Groundbreaking on the project will commence later this year and completion is expected in 2015. Benefits of the dam removal will include:
- Providing jobs and local economic stimulus: The project's direct construction expenses of approximately US$62M are projected to result in over US$150M in economic output that will save or generate over 900 jobs. Monterey County has been hard hit by the recession and currently has an unemployment rate of over 12%.
- Permanently improve public safety: Removing the dam will permanently resolve a threat to 1500 structures in the downstream floodplain that are now threatened by dam collapse.
- Facilitate military readiness: The Department of Defence's Innovative Readiness Training (IRT) programme is for military reserve and active-duty forces, and helps them achieve training objectives by participating in civilian projects. Reserve forces could undertake many tasks such as road building, earthmoving, water diversions and removal of the dam. The project presents an excellent opportunity for multi-year, joint training operations.

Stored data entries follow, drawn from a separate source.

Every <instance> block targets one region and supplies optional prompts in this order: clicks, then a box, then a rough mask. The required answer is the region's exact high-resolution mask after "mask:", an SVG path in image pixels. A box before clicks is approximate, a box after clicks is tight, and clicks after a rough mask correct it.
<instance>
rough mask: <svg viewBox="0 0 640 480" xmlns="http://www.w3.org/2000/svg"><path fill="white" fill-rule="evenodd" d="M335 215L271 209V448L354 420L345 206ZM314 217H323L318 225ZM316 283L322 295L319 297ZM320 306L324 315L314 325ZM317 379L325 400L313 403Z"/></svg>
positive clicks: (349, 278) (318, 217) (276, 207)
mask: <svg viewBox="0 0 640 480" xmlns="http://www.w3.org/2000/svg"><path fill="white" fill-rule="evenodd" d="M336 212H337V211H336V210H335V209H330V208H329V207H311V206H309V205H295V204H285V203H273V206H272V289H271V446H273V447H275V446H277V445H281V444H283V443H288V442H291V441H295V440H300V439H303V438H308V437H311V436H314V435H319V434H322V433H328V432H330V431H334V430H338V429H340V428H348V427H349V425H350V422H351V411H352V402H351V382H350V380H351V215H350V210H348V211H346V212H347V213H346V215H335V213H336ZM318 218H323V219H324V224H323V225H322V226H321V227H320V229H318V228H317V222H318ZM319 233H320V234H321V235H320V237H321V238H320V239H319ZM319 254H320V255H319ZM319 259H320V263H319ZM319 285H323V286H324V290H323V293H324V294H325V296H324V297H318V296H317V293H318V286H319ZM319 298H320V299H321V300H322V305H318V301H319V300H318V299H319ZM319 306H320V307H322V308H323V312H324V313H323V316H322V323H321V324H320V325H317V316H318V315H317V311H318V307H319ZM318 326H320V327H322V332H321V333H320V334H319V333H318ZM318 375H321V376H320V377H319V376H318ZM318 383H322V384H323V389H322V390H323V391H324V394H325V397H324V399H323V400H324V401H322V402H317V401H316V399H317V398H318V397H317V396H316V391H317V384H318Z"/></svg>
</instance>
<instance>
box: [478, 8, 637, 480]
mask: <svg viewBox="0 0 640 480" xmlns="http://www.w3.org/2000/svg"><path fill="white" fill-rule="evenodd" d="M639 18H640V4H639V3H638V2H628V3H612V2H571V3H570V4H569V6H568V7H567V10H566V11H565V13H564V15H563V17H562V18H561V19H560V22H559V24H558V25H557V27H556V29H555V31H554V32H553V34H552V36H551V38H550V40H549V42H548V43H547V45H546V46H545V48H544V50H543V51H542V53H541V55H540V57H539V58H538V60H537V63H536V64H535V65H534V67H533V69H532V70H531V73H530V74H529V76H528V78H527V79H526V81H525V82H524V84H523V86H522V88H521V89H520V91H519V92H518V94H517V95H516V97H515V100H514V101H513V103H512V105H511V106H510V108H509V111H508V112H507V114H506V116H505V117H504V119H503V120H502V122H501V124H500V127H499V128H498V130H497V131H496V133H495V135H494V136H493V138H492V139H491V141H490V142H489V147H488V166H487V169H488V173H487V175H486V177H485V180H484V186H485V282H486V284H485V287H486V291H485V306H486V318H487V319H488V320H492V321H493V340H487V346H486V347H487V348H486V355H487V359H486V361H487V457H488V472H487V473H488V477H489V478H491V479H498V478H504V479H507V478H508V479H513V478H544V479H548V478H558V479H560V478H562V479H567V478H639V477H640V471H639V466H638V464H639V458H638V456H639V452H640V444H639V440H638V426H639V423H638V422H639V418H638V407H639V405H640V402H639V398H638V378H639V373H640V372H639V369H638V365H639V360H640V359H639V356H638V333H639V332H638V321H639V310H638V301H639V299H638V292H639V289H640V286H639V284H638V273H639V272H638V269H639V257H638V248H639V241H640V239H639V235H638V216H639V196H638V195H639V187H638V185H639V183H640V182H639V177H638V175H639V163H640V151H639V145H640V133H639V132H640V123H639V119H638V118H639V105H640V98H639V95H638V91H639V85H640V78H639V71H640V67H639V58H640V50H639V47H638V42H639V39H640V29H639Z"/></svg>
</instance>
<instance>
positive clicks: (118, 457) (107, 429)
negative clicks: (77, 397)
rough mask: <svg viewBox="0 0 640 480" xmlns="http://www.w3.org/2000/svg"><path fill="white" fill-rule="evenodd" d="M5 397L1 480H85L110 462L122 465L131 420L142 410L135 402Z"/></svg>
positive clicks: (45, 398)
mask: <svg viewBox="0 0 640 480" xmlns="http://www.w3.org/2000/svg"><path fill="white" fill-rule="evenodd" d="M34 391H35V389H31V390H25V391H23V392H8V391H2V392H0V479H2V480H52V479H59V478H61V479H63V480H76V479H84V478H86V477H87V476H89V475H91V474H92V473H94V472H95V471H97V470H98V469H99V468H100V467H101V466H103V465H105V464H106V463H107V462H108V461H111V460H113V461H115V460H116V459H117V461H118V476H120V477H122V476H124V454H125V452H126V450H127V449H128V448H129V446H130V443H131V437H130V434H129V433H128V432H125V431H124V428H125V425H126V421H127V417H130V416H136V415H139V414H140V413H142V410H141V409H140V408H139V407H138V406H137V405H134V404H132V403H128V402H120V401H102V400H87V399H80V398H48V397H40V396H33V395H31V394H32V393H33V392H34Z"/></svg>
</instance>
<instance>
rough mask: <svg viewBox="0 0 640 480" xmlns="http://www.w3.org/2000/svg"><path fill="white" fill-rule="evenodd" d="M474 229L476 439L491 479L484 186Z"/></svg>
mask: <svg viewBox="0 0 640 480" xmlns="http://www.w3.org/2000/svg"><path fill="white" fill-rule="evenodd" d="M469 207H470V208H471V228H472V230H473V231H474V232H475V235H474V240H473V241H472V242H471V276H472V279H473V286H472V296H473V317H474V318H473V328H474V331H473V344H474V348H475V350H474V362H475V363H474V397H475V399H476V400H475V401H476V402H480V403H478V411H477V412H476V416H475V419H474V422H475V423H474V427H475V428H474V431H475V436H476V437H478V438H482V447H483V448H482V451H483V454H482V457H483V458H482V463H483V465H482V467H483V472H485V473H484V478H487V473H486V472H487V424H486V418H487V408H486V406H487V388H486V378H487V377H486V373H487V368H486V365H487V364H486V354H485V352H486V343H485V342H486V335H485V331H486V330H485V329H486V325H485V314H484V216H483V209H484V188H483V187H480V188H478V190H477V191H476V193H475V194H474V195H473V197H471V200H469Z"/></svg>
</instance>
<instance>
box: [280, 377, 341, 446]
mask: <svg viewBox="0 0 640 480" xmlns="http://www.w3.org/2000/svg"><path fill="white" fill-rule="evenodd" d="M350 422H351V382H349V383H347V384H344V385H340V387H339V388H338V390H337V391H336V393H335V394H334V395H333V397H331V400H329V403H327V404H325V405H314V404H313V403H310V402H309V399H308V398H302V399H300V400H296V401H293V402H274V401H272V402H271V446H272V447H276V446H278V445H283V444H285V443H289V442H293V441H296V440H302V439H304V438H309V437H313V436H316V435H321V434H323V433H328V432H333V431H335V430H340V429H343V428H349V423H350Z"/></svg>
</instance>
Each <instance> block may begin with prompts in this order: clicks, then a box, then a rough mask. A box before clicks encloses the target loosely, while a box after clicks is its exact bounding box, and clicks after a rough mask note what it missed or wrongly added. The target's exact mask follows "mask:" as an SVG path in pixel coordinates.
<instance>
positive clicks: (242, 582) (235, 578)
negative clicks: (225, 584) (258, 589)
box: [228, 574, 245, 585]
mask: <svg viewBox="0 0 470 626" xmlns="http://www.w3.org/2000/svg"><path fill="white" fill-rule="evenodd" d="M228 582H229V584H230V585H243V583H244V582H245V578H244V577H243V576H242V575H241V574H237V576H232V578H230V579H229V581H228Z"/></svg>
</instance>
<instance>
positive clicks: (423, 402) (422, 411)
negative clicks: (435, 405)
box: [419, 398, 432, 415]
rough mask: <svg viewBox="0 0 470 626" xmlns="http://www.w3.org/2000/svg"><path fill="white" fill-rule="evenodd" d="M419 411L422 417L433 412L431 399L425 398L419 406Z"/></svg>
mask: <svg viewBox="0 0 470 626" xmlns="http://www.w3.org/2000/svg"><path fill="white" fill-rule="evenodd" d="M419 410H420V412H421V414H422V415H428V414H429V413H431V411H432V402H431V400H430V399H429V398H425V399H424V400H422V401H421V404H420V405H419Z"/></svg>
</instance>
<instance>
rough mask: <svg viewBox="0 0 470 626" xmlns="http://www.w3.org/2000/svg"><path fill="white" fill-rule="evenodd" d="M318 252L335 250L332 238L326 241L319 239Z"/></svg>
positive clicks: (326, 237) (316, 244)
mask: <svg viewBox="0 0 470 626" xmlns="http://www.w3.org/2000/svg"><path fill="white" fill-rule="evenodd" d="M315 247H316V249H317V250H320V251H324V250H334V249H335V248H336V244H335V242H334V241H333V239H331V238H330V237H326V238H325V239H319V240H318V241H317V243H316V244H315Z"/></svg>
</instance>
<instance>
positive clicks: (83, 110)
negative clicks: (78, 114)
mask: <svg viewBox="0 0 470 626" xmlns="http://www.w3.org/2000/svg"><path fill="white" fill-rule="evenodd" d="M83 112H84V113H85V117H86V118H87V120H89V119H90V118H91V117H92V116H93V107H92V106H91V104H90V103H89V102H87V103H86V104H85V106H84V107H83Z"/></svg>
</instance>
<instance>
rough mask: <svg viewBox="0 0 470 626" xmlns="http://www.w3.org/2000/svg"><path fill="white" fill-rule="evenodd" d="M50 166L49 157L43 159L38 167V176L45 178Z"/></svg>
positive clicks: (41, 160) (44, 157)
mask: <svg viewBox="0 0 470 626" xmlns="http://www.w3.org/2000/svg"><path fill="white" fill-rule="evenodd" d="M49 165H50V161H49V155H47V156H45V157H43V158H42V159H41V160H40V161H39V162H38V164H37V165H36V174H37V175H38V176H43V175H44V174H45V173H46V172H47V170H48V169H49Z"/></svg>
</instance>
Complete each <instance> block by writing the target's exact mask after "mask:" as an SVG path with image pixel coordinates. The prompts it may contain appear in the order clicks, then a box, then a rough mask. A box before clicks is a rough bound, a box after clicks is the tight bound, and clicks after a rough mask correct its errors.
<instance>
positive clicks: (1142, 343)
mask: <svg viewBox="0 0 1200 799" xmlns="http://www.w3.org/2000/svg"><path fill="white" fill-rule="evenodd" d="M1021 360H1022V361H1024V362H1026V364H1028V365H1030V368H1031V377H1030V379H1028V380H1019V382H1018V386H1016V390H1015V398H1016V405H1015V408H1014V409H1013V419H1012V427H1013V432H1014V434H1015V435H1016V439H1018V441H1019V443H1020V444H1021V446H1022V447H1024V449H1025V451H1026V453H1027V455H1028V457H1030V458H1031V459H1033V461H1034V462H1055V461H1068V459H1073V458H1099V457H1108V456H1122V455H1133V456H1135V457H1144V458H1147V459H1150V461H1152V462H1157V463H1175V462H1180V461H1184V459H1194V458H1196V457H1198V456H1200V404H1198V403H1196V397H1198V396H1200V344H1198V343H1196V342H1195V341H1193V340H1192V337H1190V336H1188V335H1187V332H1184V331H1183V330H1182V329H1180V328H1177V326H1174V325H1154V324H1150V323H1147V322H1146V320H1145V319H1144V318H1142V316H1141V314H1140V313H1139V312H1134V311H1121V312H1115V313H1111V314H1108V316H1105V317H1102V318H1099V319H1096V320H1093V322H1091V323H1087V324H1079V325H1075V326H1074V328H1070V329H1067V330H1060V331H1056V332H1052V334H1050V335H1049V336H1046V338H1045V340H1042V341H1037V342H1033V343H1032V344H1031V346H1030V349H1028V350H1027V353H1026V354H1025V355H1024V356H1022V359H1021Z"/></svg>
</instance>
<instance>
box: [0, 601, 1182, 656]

- A model for western dam removal projects: The San Clemente dam will be one of the largest dams removed in the west. Californian American Water says there is a great opportunity to learn more about post-dam removal sediment transport, channel response, and river restoration processes from studying the outcomes of the project. The project team has invited a group of academic experts to develop a co-ordinated research programme for the project that will help guide all future dam removal projects in the west.
- Restoring connectivity and recovering species: Steelhead along California's central coast is a threatened species. Removing the San Clemente dam will restore access to 40km of spawning and rearing habitat, critical to steelhead recovery. Enabling sediment to move past the dam will also help replenish sand supply to Carmel River beach and dunes, fortifying the beach and coastal area against sea level rise.